B. During test scenario authoring as stories are being developed. This is often the hardest conversation for the tester to introduce. For developers using Test Driven Development or considering their unit test approach, have the tester sit with the developer to discuss fringe cases and share past testing experiences from similar applications or environments. Having developers share their thought process as they begin coding is valuable input for the tester.
C. During test scenario execution as stories are nearing completion. As tests are being run, the tester should provide feedback to the developer with real-time communication. Based on these conversations, if something cannot be fixed right away a task can be added to the story and the task wall.
D. During the sprint review. The conversation about quality should be anchored around a “Definition of Done” or something similar such as “The Checklist Manifesto.” Any story not “done” will be withheld from the sprint review and introduced back into the backlog for future consideration. The temptation here is for the conversation to be “development is done so let’s go ahead and demo it” but the team must stay true to their commitments and each other.
E. During the retrospective. Open dialog around any gaps in quality should be introduced into the retrospective. This conversation should include identifying product-level gaps (what we created) and process-level gaps (how we created it).

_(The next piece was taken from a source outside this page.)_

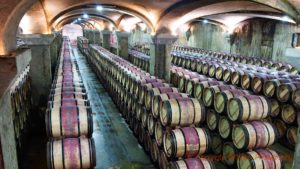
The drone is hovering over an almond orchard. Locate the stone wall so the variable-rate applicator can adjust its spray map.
[128,27,152,46]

If your team is struggling with quality and craftsmanship, start by focusing on these conversations as some (or all) may be missing or not robust enough to change the behavior of the team. As unpopular as it will be, the team may need to commit to fewer stories until these conversations become a natural part of team rhythm.
2 replies on “The Tester and Conversations About Quality”
Great overview, thanks Len. I think testers still will continue to struggle within projects where you may not have all the right resources with skills available in a timely manner – delays will likely occur due to competition for those scarce resources. For example, in my project my tester is “ready to go” but the environment is shared, used by and owned/operated by another team – they have their own agenda and timing which does not align with our timeline, hence delays and inefficiencies. It’s systtemic at the organization I’m in, so likely will not be able to change that mindset – all i can do as a scrum master is communicate and do what I can to remove those impediments of resource constraints.